Julie Westbrock JD, Vice President, Development

Wondering what the difference between a revocable and irrevocable trust is? Check out this comparison guide.

Estate planning is a highly personal process; consequently, many people opt to use a trust, as opposed to a will, as the main vehicle for transferring their assets. Trusts are customizable, offer privacy, and avoid the time and expense of probate court. Using a trust is a guaranteed way to pass on your assets and specify how you would like those assets to be used. Although you can use a trust as your only estate planning tool, you can also use one complementary to a will.

The Basics

What you need to know is that all trusts are legal entities used to manage and transfer your assets. When you open a trust, you fund it with assets and designate how you would like those assets passed on. Trusts are a unique estate planning tool in that the owner of the trust does not have to die in order for assets to be transferred—trusts can go into effect during their lifetime or in the case of incapacitation. There are several different types of trusts, but generally speaking, all trusts fall into one of two categories: revocable or irrevocable.

  • Revocable Trust: also known as a living trust or living revocable trust. A revocable trust is a legal document detailing your estate plan. It can be modified as necessary.
  • Irrevocable Trust: as the name suggests, an irrevocable trust is a legal document that outlines your estate plan, but, unlike a revocable trust, it cannot be amended—except under extreme circumstances.

Trusts are set up and funded by the grantor, the person who has assets to transfer. They are managed by a trustee, who ensures that the terms of the trust are met as specified by the grantor. Sometimes, the trustee can be the grantor (revocable trust only), but the trustee can also be another person or a corporate trustee, such as Trust Point. The beneficiary receives the assets at the designated time—whether that is upon death of the grantor or during the grantor’s lifetime. Let’s take a look at some of the benefits and limitations of these two different types of trusts.

Revocable Trusts: Pros

The benefit of using a revocable trust is that it offers a very high level of flexibility. The grantor, or owner of the trust, can change the terms of the trust or even dissolve it whenever they’d like. They can add, change or remove beneficiaries. They can change any specifications around how assets are to be used. Basically, anything the grantor would like to change is allowable with a revocable trust.

When the grantor passes, their assets do not go through probate, meaning they save the beneficiaries from time and expense while assets are tied up in the legal system. Because transfers bypass probate, all asset transfers remain private.

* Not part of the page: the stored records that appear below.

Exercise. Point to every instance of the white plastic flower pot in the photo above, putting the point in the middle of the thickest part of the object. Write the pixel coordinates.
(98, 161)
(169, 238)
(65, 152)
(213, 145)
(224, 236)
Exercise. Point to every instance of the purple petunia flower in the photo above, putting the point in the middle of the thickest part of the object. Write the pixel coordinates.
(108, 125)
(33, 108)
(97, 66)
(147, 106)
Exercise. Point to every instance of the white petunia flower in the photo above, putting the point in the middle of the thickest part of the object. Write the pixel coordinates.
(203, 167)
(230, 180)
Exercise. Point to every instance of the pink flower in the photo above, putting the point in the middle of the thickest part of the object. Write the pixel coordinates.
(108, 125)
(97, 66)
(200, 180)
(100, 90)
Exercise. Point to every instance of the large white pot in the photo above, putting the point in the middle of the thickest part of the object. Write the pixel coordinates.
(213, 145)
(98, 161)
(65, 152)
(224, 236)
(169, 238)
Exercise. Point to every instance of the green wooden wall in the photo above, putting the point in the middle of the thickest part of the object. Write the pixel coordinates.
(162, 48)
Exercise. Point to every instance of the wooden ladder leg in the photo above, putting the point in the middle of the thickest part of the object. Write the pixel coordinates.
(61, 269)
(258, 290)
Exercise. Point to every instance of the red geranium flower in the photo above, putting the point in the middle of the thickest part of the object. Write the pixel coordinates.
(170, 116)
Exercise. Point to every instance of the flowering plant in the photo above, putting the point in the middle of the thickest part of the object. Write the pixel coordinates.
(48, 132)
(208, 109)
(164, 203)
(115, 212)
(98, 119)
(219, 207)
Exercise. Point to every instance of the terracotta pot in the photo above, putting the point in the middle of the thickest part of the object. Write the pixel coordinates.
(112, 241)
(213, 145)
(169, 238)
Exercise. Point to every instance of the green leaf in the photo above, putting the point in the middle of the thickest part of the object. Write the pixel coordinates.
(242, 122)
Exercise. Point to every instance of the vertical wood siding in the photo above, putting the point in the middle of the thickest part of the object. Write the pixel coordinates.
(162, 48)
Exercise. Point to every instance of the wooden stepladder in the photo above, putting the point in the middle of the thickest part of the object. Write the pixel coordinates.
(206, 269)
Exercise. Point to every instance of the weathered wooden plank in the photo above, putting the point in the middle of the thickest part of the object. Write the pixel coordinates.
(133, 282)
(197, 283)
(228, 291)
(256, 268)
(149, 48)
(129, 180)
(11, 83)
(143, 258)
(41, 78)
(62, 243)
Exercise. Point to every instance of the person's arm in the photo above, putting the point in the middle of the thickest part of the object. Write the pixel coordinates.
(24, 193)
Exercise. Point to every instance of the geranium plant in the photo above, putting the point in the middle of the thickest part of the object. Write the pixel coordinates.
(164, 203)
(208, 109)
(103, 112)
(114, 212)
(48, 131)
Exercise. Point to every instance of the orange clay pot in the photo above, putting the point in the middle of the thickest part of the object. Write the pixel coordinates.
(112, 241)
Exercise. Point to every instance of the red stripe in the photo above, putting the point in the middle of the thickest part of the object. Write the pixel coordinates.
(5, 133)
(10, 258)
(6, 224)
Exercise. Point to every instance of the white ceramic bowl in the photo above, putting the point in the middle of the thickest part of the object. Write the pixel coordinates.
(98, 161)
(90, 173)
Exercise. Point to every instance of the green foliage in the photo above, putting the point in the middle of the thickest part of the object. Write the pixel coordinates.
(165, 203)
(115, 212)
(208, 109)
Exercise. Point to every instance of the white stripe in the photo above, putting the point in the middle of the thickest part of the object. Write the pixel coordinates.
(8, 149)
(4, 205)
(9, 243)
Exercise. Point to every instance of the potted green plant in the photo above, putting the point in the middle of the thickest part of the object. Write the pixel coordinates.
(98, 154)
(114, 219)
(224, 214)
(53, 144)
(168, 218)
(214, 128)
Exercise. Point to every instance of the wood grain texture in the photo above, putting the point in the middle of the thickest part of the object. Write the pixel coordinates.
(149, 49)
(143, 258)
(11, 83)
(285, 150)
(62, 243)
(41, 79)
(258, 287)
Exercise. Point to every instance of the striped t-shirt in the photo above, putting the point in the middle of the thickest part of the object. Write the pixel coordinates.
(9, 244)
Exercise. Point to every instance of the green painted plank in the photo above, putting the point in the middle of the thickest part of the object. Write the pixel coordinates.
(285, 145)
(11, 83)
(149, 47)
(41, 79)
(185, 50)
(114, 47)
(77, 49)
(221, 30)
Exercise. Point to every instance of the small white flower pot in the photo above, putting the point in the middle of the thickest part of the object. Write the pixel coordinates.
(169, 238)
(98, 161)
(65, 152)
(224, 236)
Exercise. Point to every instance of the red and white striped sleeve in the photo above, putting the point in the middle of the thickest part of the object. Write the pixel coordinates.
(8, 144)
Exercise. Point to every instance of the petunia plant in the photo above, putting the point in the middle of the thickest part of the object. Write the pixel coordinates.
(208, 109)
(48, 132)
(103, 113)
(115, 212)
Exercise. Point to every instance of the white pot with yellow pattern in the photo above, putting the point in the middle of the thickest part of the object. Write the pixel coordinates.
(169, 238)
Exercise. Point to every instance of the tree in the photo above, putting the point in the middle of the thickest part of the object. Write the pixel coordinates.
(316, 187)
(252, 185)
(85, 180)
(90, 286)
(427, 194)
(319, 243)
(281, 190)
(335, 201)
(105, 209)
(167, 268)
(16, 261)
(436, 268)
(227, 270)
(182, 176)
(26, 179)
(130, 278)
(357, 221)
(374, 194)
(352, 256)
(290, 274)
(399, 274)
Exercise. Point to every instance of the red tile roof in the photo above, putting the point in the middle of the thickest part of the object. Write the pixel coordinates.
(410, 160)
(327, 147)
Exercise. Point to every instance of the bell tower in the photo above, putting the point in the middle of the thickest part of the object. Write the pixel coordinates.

An irrevocable trust must be set up with an estate lawyer or law firm that specializes in these trusts. It cannot be changed except for extreme circumstances and requires all beneficiaries to  agree to the change.

You might wonder why a person would open an irrevocable trust as opposed to a revocable trust. And the main reason is that irrevocable trusts offer some important tax benefits. The grantor does not need to pay estate taxes on the assets held in trust, nor do they pay income taxes on assets in trust. Additionally, irrevocable trusts are helpful for people who work in fields where lawsuits are frequent, such as the medical or legal fields. Assets held in trust are protected and are not able to be liquidated in the event of a lawsuit.

Revocable Trusts: Cons

The main limitation to a revocable trust is that there are no tax benefits, and your assets are not protected from creditors or legal recourse from a lawsuit. While you can change the terms of a revocable trust, it does come at a cost.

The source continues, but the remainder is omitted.